Just because a series of merger documents assert something to be true does not necessarily make it so, particularly when it comes to insurance coverage.  That was the lesson an excess-layer D&O carrier learned when it attempted to assert insured-versus-insured and fraud exclusions to defeat a claim to policy proceeds by the purchaser of a corporation in Wojtunik v. Kealy, No. 03-cv-02161 (D.Ariz. Mar. 31, 2011).  A copy of the court’s decision is available here.

The named plaintiff won an $8 million stipulated judgment against a corporation that he purchased and various of its officers and directors, on grounds that they had engaged in accounting fraud that rendered the consideration for the transaction worthless.  Neither the corporate defendant nor the individual directors and officers had any assets, save a series of insurance policies that they assigned over to the plaintiff.  Following a coverage suit, the primary D&O carrier paid its limits.

The first-layer excess carrier, however, took the position that the closing documents had made the plaintiff an officer of the merged corporation, so the insured-versus-insured exclusion forbade the carrier from providing coverage.  The court rejected the carrier’s argument, stating that what mattered were official acts of the corporation – and, the employment agreement and merger documents notwithstanding, the corporation’s official books never established that the plaintiff had been “duly elected or appointed” an officer.  The court also rejected out of hand arguments that the policy’s fraud exclusion barred coverage, because there had been no final adjudication on the underlying claims.
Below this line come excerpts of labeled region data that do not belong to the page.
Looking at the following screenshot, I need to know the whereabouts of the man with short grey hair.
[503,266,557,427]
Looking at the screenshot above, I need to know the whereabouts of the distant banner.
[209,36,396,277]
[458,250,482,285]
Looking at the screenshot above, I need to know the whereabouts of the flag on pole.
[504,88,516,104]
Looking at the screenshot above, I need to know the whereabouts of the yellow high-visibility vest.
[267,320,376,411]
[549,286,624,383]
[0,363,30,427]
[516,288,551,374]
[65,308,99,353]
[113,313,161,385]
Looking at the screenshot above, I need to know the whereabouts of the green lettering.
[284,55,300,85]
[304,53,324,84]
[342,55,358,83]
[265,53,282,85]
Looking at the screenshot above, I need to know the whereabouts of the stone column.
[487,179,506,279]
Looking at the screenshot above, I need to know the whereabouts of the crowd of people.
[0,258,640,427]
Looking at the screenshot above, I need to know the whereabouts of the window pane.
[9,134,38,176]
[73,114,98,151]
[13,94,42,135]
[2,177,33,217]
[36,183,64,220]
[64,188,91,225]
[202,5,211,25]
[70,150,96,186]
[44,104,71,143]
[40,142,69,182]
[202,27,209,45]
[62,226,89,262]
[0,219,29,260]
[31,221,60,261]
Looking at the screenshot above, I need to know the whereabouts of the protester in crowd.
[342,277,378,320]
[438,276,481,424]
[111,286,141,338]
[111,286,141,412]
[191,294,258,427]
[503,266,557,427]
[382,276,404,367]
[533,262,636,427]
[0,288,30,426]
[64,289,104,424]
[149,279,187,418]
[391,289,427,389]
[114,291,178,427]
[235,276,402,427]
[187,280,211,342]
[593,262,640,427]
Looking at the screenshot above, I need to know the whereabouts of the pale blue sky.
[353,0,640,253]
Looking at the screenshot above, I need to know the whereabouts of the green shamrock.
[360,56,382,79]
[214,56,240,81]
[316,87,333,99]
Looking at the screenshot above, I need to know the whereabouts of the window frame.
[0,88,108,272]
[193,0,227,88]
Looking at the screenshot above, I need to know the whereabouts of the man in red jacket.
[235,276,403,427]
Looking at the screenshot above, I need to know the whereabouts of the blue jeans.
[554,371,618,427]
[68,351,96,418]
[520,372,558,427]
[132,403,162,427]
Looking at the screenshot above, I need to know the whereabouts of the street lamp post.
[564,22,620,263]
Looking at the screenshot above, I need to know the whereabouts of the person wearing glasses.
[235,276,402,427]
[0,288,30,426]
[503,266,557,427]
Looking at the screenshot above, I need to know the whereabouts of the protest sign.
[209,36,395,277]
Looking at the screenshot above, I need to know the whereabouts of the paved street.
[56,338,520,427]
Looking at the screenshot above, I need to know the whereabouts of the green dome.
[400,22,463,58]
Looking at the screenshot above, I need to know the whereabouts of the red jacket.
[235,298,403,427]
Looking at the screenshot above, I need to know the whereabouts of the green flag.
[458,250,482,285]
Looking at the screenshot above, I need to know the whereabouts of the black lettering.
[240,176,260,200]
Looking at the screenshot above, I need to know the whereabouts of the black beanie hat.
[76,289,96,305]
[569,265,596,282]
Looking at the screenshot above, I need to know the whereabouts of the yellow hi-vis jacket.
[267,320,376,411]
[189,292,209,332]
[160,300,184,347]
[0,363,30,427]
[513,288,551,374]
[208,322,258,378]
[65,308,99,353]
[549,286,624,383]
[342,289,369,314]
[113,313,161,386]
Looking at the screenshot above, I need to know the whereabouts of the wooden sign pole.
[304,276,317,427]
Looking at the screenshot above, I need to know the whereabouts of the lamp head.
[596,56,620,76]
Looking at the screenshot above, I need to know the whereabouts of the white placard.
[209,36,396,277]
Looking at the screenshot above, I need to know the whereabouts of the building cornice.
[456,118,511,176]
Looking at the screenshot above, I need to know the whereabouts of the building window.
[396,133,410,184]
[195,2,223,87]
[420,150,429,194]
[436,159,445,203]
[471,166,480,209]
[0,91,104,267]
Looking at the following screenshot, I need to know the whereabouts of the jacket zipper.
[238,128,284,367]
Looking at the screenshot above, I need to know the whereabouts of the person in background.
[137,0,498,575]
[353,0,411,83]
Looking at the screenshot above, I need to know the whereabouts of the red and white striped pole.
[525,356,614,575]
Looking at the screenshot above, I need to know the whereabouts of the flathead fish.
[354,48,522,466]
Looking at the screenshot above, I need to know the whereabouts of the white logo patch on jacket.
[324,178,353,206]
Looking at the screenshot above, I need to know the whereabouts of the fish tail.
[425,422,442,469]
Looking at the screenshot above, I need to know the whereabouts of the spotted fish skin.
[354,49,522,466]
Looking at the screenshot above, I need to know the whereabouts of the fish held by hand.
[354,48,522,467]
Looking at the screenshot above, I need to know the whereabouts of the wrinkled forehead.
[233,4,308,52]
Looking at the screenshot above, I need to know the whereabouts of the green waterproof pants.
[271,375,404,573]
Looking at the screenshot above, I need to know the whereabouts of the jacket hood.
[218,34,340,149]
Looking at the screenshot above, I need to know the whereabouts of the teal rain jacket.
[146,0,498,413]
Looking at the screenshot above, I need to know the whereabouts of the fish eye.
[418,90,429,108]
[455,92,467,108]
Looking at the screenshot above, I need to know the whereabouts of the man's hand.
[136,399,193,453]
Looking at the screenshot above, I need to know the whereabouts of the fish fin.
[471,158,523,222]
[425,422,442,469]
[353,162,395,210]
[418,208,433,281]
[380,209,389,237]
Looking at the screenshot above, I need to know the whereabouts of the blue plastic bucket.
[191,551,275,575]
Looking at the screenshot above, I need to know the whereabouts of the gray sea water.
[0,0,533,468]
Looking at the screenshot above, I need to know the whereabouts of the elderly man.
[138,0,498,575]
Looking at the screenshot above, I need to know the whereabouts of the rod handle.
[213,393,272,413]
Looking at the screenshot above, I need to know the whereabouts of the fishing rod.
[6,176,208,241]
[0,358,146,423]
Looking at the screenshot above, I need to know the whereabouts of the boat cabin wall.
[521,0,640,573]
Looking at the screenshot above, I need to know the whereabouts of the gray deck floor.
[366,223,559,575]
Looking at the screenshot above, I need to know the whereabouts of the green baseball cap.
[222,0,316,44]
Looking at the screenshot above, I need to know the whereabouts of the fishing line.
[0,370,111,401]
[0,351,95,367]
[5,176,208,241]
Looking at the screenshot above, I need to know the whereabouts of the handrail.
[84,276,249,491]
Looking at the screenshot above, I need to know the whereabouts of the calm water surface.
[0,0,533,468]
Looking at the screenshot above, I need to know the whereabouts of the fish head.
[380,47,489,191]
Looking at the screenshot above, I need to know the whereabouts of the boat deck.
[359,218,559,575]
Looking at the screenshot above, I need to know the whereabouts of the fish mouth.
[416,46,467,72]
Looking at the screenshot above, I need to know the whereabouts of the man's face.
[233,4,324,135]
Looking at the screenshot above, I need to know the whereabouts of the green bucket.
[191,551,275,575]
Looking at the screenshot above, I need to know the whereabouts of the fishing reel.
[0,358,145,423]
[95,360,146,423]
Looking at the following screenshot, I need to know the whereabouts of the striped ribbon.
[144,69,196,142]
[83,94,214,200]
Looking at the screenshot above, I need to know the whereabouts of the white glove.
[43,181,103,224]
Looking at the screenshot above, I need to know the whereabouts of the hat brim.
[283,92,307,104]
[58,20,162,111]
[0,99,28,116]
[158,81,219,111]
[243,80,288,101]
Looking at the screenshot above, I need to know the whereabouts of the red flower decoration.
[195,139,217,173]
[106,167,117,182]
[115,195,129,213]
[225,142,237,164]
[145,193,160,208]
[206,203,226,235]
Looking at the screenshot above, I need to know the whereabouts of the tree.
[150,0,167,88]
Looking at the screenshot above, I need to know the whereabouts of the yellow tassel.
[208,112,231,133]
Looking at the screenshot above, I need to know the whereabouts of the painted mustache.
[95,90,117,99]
The court’s decision was not an unmitigated victory for the plaintiff, as it held that there had to be factual hearings on whether the policy’s cooperation clause had been honored and whether the amount of the stipulated judgment was reasonable.  But the court’s focus on corporate records suggests an unwillingness to let merger documents trump corporate formalities, at least when it comes to claims under D&O insurance policies.